In the event that anticipated technology licensing fees, royalties, product
sales and engineering and development services are not realized, management
believes additional working capital financing must be obtained. There is no
assurance any such financing is or would become available.
On January 25, 1999, the Company granted DistributedMedia.com, Inc.

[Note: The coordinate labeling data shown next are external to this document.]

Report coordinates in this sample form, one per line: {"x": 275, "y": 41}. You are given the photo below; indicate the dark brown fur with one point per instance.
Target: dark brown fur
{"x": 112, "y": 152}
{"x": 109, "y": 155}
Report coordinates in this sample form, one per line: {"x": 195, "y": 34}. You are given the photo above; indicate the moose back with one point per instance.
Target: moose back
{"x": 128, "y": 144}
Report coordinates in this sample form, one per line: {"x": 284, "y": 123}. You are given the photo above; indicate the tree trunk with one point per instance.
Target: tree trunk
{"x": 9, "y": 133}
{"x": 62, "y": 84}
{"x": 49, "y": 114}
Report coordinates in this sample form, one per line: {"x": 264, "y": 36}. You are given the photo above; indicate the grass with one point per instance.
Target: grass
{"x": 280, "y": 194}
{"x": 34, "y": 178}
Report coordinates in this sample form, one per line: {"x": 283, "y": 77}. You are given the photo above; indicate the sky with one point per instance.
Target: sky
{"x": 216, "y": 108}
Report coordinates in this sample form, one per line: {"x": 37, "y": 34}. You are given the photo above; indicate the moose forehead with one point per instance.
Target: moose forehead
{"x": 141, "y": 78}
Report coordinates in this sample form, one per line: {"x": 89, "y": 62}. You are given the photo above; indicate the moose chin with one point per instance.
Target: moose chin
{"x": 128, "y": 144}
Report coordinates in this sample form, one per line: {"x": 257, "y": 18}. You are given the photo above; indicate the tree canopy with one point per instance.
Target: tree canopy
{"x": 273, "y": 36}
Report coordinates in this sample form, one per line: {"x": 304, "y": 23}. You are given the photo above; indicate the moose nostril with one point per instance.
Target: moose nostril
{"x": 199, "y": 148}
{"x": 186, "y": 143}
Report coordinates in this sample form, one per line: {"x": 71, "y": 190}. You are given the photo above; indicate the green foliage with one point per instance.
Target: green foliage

("DMC"), a wholly owned subsidiary of the Company formed on November 24, 1998,
an exclusive worldwide license with respect to all of the Company's relevant
patented and unpatented technology relating to DMC products in consideration for
a license fee of $3.0 million (eliminated in consolidation). Such license fee is
to be paid when proceeds are available from the sale of DMC common stock. In
addition, running royalties will be payable to the Company with respect to DMC's
sales of products incorporating the licensed technology and its sublicensing of
such technology. It is anticipated that DMC will issue shares of its common
stock in transactions exempt from registration in order to raise additional
working capital.
On February 9, 1999, NCT Audio Products, Inc. ("NCT Audio") and New
Transducers Ltd. ("NXT") expanded the Cross License Agreement dated September
27, 1997 to increase NXT's fields of use to include aftermarket ground based
vehicles and aircraft sound systems. The expanded agreement also increased the
royalties due NCT Audio from NXT to 10% from 6% and increased the royalties due
NXT from NCT Audio to 7% from 6%. In consideration for granting NXT these
expanded license rights, NCT Audio received licensing fees of $0.5 million. Also
on February 9, 1999, NCT Audio and NXT amended the Master License Agreement to
include a minimum royalty payment of $160,000 in 1999, to be paid by NCT Audio
to NXT in equal quarterly installments. The Company has recorded a liability of
$0.1 million at September 30, 1999.
On June 24, 1999, the Board of Directors approved the issuance of up to
15,000,000 shares of the Company's common stock to be used to settle certain
obligations of the Company. On September 24, 1999, the Company issued 12,005,847
shares of common stock to suppliers and consultants to settle current
obligations of $1.8 million and future obligations of $0.5 million and filed a
Form S-1 resale registration statement with the Commission covering such shares.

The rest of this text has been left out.